Виктор притормозил рядом.
— Всё в порядке? — спросил Илья Витальевич, опустив стекло у пассажирского места.
— А то, — широко улыбнулся Антон. — Не возражаешь, если я к тебе сяду?
— Вай нот? — улыбнулся в ответ Илья Витальевич.
— Ну и ладненько.
Антон занял место на заднем сиденье, рядом с Артёмом, и Илья Витальевич мимолётно, почти серьёзно пожалел о своём решении. Машина и так была загружена, а с появлением в салоне приятеля в ней стало тесновато.
— Артёмка, — обратился он к сыну, — места хватает? Не раздавит тебя этот медведь?
— Куда ему, отец, — ломающимся подростковым баском ответил сын. — Как бы я его не раздавил.
— О! — поднял вверх палец Антон. — Узнаю брата Колю. Весь в отца. Ты вымахал, однако. Я тебя во-от таким помню!
Он показал двумя пальцами, каким именно помнит Артёма и захохотал, задрав бороду в потолок. Илья Витальевич тоже вспомнил, каким был его сын когда-то, и улыбнулся. Артём промолчал с совершенно независимым видом, и Илья Витальевич отвернулся, чтобы тоже не засмеяться.
— Ладно, — сказал Жогин. — Поехали уже.
Виктор выехал на безлюдную Ленина. Впереди над Восточным микрорайоном вспухало красное солнце. Навстречу попалась грузовая машина с надписью «Хлеб».
— В Центральный поехала, — авторитетно сообщил Артём.
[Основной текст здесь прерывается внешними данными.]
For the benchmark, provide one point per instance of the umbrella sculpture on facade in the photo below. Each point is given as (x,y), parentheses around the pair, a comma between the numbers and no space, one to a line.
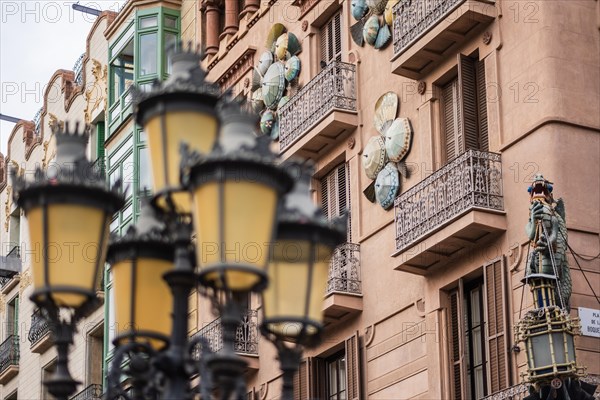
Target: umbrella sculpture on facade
(374,21)
(548,330)
(384,154)
(274,76)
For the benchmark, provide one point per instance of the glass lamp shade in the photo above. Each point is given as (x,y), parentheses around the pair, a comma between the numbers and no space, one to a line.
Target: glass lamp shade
(298,273)
(143,301)
(171,124)
(293,301)
(235,205)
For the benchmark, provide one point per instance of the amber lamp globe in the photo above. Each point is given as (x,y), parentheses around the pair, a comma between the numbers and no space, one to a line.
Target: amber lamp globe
(179,110)
(68,209)
(299,267)
(236,191)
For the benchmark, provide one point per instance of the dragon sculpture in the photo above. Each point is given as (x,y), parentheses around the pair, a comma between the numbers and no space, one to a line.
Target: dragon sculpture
(547,231)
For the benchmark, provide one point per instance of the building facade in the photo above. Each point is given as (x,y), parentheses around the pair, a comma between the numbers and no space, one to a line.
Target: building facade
(422,300)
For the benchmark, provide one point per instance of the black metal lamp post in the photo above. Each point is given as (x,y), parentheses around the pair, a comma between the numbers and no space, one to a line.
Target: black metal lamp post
(68,209)
(232,195)
(298,275)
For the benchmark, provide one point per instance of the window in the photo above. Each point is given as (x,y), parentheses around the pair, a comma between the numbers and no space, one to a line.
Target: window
(335,194)
(334,377)
(47,372)
(464,111)
(472,360)
(331,40)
— Почему это? — обернулся к сыну Илья Витальевич.
— Там всегда хлеб самый свежий.
— Возможно, но ты-то откуда знаешь? — удивился Илья Витальевич. — Ты ведь в магазин не ходишь.
— Так, — сделал неопределённое движение плечами Артём. — Рассказывали.
— Рассказывали. — повторил Илья Витальевич. — Понятно.
— А ты сам как думаешь? — спросил его Антон. — Где хлеб самый свежий?
— В Центральном, — не задумываясь ответил Илья Витальевич. — У нас главбух рядом живёт. По пути на работу заходит, покупает, поэтому у нас всегда свежайшие булочки к чаю. Я ей даже доплачиваю немножко, чисто символически, за заботу.
— И сколько это, по-твоему, выходит? Чисто символически? — поинтересовался Антон.
— Тысяча в месяц, — ответил Илья Витальевич. — Что, много? Или мало?
— Да нет, — сказал Антон. — Нормально. По её доходам, наверное, и точно символически.
Тем временем Виктор свернул на Энгельса, и машину закачало на ухабах. Илья Витальевич всегда удивлялся: почему не могут привезти в порядок улицу с таким гордым именем? Причём так было, сколько он себя помнил. Ещё в старые, союзные времена улица Энгельса была пыльной, кривой, застроенной покосившимися хибарами, словно соратнику Маркса не хватало внимания, словно его уважали не как философа и вообще, наверное, не самого плохого человека, если так можно сказать про одного из классиков, а просто как соратника Маркса. По остаточному принципу уважали. Извини, Фридрих, так получилось. Асфальт, если и лежал, то кусками, на ровных местах, оставляя ямы дождям и прочим явлениям природы. Тех хибар давно нет, по сторонам улицы выстроились нарядные особнячки, но асфальт так и лежал — пятнами, напротив гаражных ворот.